Arrivée à Linards, l’ insurrection piétine. Le tocsin sonne mais les notables s’opposent aux insurgés et deux gendarmes arrivés de Châteauneuf tentent de bloquer la route qui sort de la localité. Le temps passe, on tergiverse, le ton monte et quelques coups sont échangés. On hésite cependant à ouvrir le feu. Pendant ce temps, les premiers hussards guidés par des éclaireurs atteignent Linards en milieu d’après-midi. Dès qu’ils repèrent l’attroupement, ils chargent pour bénéficier de l’effet de surprise. Rappelons que le bourg ne présente pas la physionomie actuelle avec cette grande ligne droite. A l’époque, on entre par l’actuelle rue de Soufflenheim avant de déboucher sur la droite vers la place de l’église. La charge est donc violente dans cette rue du haut du bourg de quelques mètres de large. Des coups de feu sont échangés, la foule, surprise, est bousculée par les chevaux, et la cavalerie se déploie sur l’actuel champ de foire pour rattraper les fugitifs qui tentent de s’échapper ou de se cacher dans le bourg. On comptera une dizaine de blessés plus ou moins graves. On procède aux arrestations. Les prisonniers sont entassés dans l’école et seront rejoints au fur et à mesure par d’autres insurgés. Ceux-ci, dans l’ignorance de l’arrivée des hussards, rejoignaient Linards pour se joindre à l’insurrection et seront accueillis par la cavalerie ! Les Hussards campent dans le bourg pour la nuit car ils craignent des renforts d’insurgés. Partout, des gendarmes procèdent aux interpellations autour du bourg et dans les communes où des débuts d’insurrection ont été interrompus sur contrordre des messagers. Les interrogatoires commencent à Saint-Paul, Saint-Bonnet et Linards. On cherche les meneurs, l’instruction débute et les prisonniers sont bientôt transférés à la prison de Limoges.

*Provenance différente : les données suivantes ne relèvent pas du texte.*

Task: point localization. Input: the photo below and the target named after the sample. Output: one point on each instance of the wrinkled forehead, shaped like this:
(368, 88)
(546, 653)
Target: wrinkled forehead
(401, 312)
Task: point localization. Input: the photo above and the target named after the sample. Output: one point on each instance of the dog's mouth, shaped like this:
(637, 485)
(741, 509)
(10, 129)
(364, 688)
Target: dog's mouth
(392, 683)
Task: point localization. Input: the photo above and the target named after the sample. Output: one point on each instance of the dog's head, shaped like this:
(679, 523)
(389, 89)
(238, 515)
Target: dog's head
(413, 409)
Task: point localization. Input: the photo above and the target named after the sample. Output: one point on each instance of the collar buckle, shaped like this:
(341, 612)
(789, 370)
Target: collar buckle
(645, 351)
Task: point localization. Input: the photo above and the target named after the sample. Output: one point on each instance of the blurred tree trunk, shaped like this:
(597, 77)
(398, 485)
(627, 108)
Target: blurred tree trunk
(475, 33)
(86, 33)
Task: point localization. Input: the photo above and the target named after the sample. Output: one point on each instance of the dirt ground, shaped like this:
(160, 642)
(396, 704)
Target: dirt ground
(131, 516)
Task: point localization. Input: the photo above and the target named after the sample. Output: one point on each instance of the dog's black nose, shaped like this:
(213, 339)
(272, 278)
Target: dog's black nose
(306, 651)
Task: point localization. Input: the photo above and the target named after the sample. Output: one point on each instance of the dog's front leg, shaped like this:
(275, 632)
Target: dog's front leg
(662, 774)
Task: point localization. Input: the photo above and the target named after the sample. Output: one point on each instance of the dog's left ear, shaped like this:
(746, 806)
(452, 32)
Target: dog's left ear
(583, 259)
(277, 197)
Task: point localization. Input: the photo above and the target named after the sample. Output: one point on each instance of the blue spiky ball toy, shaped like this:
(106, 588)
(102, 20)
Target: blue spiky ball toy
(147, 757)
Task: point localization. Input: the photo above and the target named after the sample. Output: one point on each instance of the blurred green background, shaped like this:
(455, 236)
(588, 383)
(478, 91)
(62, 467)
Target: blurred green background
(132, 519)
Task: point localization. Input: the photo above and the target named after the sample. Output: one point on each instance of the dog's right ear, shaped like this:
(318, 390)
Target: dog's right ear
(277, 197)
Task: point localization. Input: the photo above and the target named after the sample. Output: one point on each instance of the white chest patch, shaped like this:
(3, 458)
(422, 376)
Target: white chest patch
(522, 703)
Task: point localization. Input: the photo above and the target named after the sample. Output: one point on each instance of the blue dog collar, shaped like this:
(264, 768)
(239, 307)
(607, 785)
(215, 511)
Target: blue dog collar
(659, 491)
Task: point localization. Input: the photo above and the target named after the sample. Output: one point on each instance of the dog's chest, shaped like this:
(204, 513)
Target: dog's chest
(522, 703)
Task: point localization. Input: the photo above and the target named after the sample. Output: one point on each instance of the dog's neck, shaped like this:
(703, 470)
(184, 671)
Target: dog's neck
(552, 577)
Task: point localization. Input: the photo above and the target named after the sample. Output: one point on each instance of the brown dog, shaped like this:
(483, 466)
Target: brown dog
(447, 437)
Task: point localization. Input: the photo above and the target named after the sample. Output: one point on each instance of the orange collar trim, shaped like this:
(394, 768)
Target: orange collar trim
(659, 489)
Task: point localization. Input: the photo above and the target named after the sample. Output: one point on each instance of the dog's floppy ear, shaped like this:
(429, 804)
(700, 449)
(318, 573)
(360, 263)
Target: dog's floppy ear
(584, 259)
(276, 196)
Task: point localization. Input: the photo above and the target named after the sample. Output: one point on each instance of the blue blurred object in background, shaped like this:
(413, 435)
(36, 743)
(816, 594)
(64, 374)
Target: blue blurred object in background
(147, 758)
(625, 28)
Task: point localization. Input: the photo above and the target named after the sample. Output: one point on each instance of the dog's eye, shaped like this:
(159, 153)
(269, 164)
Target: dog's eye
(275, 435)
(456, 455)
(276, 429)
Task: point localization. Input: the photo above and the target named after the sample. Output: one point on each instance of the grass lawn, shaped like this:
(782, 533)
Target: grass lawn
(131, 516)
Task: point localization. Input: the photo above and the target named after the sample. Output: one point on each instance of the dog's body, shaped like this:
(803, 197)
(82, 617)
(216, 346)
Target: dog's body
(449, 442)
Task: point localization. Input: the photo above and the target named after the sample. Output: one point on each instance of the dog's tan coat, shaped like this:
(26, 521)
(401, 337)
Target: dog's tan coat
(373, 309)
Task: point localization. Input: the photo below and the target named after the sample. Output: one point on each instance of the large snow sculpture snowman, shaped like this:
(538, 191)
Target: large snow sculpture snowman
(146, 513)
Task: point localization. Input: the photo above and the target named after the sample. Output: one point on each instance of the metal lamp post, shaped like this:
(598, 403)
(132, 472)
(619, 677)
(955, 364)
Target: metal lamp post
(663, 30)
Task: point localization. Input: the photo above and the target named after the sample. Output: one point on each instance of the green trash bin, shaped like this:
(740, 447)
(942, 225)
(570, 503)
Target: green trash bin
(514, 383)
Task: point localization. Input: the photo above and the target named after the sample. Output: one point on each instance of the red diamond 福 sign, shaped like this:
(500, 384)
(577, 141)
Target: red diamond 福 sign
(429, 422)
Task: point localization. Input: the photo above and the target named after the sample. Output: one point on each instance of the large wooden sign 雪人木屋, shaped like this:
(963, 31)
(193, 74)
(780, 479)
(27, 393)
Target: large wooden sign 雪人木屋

Au final, une centaine de personnes seront inculpées par une commission mixte (civile/militaire) créée pour l’occasion dans tous les départements où eurent lieu des séditions. 11 inculpés sont de Saint-Paul, dont 4 seront condamnés à l’expulsion. D’autres feront de la prison. Les meneurs Bourneix et Mazaud seront condamnés, le premier au bagne en Algérie, le second à l’expulsion.

C’est la seule insurrection au coup d’état qui aura lieu dans la région, et cette étonnante histoire, aujourd’hui oubliée de la mémoire populaire, aurait pu s’arrêter là si, 30 ans après les faits, après la chute du second empire, la République restaurée ne s’était rappelée de ceux qui s’étaient opposés au coup d’état du 2 décembre. Des commissions examinèrent les dossiers en vue de réparations en retenant le principe de versement par la République d’une récompense à ses anciens défenseurs. Concrètement il s’agissait de pensions versées aux anciens insurgés (ou à leurs descendants) en fonction des préjudices subis. 3 insurgés de Saint-Paul se virent attribuer des pensions variables.